I’d love to get back to more ambitious, premium, “classic gaming” experiences on mobile, but unfortunately the financials don’t match up. People in general just won’t pay on a mobile platform for a game like this.

After the widespread success of games like The Simpsons: Tapped Out, EA lost interest in premium mobile games.

More than a decade later, EA’s mobile output is still focused on free-to-play games, but their approach may be changing. With The Sims 5 and Skate 4 coming to mobile in some form, it looks like consoles are making a comeback on phones. While these may still be free-to-play games with in-app purchases, EA seems to be making mobile more than just a platform for money-hungry gacha games. They are a console in the palm of your hand.

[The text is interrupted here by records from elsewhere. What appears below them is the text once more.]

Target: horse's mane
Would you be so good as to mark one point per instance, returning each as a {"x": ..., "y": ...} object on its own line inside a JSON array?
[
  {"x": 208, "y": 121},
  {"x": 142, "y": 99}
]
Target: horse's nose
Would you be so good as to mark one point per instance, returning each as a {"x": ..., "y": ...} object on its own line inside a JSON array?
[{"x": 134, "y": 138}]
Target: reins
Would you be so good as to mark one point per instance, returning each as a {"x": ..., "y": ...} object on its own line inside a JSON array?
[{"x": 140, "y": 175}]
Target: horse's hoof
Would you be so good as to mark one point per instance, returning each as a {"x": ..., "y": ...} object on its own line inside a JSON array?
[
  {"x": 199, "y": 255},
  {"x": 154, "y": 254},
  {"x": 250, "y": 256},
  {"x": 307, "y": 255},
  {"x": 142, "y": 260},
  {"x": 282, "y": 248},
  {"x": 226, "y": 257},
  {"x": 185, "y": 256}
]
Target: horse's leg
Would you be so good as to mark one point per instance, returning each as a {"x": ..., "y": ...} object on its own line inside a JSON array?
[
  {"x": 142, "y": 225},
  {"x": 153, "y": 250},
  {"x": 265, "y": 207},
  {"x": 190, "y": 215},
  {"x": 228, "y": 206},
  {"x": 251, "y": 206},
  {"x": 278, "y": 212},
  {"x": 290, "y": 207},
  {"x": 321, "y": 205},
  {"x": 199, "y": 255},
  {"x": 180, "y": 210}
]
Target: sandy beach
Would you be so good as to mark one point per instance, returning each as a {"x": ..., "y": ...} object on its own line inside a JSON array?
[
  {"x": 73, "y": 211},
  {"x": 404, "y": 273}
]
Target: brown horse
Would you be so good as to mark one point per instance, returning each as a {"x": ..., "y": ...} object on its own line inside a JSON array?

Despite the fantastic quality that IronMonkey has brought to their mobile games, the release of Dragon Age Mobile probably wouldn’t have preserved the highest quality of mobile gaming. Dragon Age Mobile may have been a ground-breaking mobile release, one we won’t see until Divinity: Original Sin comes to iOS, but the market has already changed and EA’s eyes (and wallet) have already turned to somewhere far away. more predatory.